A three-judge panel of the U.S. Court of Appeals for the District of Columbia Circuit rejected, opens new tab arguments that the U.S. Environmental Protection Agency's rule governing hydrofluorocarbons (HFCs) was invalid and that the agency unconstitutionally exercised legislative power by adopting it.
The rule was finalized in July 2023 in order to implement a provision of the American Innovation and Manufacturing Act, a 2020 law that calls for reducing the production and consumption of climate-damaging HFCs by 85% by 2036.

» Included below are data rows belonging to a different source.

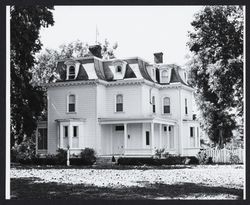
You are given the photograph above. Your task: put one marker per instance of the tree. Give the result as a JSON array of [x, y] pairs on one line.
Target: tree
[[45, 68], [26, 99], [217, 68]]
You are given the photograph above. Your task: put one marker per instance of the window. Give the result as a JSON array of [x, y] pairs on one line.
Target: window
[[75, 131], [153, 102], [165, 129], [119, 103], [119, 69], [72, 103], [171, 138], [186, 106], [42, 138], [71, 73], [191, 131], [192, 139], [65, 131], [147, 137], [119, 128], [166, 105], [164, 75]]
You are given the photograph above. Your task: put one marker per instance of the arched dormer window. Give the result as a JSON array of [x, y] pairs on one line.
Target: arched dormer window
[[72, 103], [166, 105], [164, 76], [153, 103], [118, 69], [72, 73], [119, 103]]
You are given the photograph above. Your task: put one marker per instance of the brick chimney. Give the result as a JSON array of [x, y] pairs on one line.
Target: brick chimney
[[96, 50], [158, 57]]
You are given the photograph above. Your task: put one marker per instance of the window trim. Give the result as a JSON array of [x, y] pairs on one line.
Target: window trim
[[153, 105], [147, 138], [46, 144], [186, 107], [166, 78], [162, 107], [64, 126], [116, 111], [68, 96], [69, 74]]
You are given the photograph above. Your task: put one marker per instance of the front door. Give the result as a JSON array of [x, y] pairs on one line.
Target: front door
[[118, 140]]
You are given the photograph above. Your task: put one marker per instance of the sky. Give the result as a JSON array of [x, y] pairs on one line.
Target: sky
[[138, 30]]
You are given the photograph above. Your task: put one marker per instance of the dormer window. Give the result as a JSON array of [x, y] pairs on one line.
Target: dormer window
[[118, 69], [72, 103], [72, 73], [164, 76], [119, 103]]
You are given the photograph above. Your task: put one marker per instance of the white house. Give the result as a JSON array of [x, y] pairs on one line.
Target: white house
[[126, 107]]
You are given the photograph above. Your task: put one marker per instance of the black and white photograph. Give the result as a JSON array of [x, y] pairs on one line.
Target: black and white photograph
[[125, 102]]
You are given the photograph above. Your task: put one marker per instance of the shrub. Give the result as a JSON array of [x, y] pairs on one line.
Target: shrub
[[88, 156], [61, 156], [234, 159], [171, 160], [203, 158], [159, 152]]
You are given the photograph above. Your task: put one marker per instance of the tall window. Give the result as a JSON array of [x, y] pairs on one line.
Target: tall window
[[153, 103], [72, 103], [65, 131], [42, 138], [192, 139], [186, 106], [75, 131], [71, 73], [166, 105], [164, 76], [119, 103], [147, 137]]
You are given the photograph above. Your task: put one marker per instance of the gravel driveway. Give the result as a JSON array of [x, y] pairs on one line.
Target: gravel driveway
[[229, 177]]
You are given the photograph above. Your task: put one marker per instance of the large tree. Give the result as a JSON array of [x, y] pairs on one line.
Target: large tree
[[44, 70], [217, 68], [26, 99]]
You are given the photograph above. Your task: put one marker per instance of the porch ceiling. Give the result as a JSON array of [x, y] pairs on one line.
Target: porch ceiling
[[106, 121]]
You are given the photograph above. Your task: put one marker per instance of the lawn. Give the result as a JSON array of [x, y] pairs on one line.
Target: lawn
[[192, 182]]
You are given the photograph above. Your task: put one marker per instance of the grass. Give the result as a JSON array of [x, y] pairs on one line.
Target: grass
[[25, 188]]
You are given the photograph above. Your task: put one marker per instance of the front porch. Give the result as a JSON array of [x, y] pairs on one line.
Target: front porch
[[139, 137]]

To implement the law, the EPA began setting annual “allocations” for each HFC producer and importer based on estimates of their historical market share that gradually would decline over time.
Lawyers for Choice Refrigerants argued that Congress had unconstitutionally delegated legislative power to the EPA to set the allowances.
But U.S. Circuit Judge Florence Pan, a Biden appointee, wrote that the AIM Act does not unconstitutionally delegate legislative power to the EPA because it sufficiently constrained the agency's discretion to allocate HFC allowances.